Pelo título do artigo de São José de Almeida, “Uma herança de Cunhal“, eu esperava o último foguete do fogo-de-artifício anti-comunista. O centenário do histórico comunista deu ensejo a muito parolo para deixar a caneta destilar peregrinas teorias da conspiração, ódios antigos e outros recalcamentos políticos de traço patológico.
Mas não, São José Almeida não é papagaio de circo nem vaquinha de presépio. Não nos vem dizer que o PCP está a adorar às escondidas estátuas de Cunhal nem que o ex-dirigente denunciou à PIDE o senhor que lhe veio montar o ar condicionado aquando da sua estadia balnear na Roménia. Antes fosse, porque de todas as que já ouvi por ocasião do centenário, a serôdia acusação de SJA contra Cunhal leva a camisola amarela da parvoíce.
Estão prontos? Então cá vai:
Explica-nos São José de Almeida que a recente tentativa de unir sob uma só batuta europeísta o Livre, o 3D e o BE falhou por culpa de Álvaro Cunhal. Sim, leram bem. Segundo a jornalista do Público, desde a década de quarenta que toda a esquerda portuguesa é refém da quinquilharia programática que Cunhal desenhou para o PCP. Mas no fundo, no fundo, o que SJA nos está a querer dizer é que Álvaro Cunhal expulsou a Ana Drago da Comissão Política do BE. É isso mesmo, tinha que sobrar para o PCP.
É mesmo uma pena que SJA não goste de vanguardas, porque a ideia de o Bloco de Esquerda e o PS estarem reféns do pensamento de Álvaro Cunhal é no mínimo… vanguardista. Mas para SJA já não há vanguardas, nem massas nem tampouco classes: somos apenas eleitores, consumidores, utentes… Intuo que São José de Almeida não se mova no mesmo espaço físico que eu. Algo me diz SJA não apanha o comboio nos subúrbios de Lisboa com milhares de outros trabalhadores que vão cumprir as suas oito horas. Suspeito que SJA nunca passou muito tempo nas fábricas têxteis do Rio Ave nem na fila dos centros de emprego do Porto.
Não, SJA não acredita na existência massas porque ela própria vive pairando sob as cidades dos homens numa bolha de sabão: SJA não trabalha, não é explorada, não empobrece nem tem os mesmos interesses que o comum dos portugueses, até porque para SJA, tal conceito de “português comum” seria ofensivo: não se pode afogar em massas anónimas e classes económicas a individualidade insubstituível que faz de cada um de nós utentes e consumidores únicos. Não é verdade, SJA?
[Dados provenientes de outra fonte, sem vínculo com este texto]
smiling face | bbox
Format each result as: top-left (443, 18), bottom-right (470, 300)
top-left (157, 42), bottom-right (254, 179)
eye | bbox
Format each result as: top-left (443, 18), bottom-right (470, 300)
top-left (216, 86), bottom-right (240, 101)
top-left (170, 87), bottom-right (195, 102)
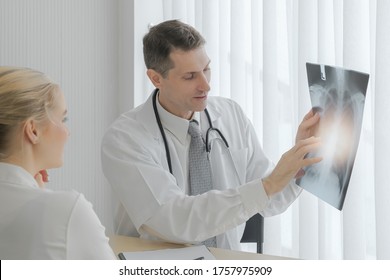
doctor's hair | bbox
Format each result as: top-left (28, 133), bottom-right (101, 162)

E eis que tropeçamos num parágrafo que depois disto tudo me deixa muito confuso. Escreve SJA:
Hoje em dia parece difícil, senão mesmo impossível, haver quem pense que existem massas para conduzir. E a ideia de vanguarda política surge desfasada na era da comunicação de massas
Sim! Como é que ainda há quem acredite existirem massas na era da comunicação de massas?!OK, eu compreendo que São José de Almeida não esteja muito familiarizada com o conceito leninista de partido de vanguarda, mas negar a ontologicamente existência de vanguardas é negar que haja lideranças, pensadores e decisores. Também compreendo que SJA queira ser muito pós-moderna, mas se não existem vanguardas a conduzir os movimentos das rodas da história, então serão as “massas anónimas” a fazê-lo espontaneamente. E não já tínhamos estabelecido que não existem massas?
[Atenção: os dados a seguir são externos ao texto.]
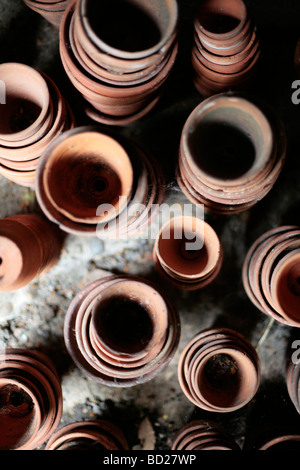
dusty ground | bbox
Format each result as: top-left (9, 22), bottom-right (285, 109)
top-left (1, 0), bottom-right (300, 451)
SJA não pode compreender que não é vanguarda quem o diz ser. É vanguarda quem a História decide que o seja. E se há organização que, quase há um século e cada dia e em cada rua faz jus ao título de vanguarda da classe operária e de todos os trabalhadores, essa organização é o PCP. As outras, do BE, ao Livre, passando pelo MAS até ao 3D, que se organizem a si mesmas como melhor lhes aprouver, mas não culpem Álvaro Cunhal: o PCP nunca disse ser vanguarda dessa esquerda toda.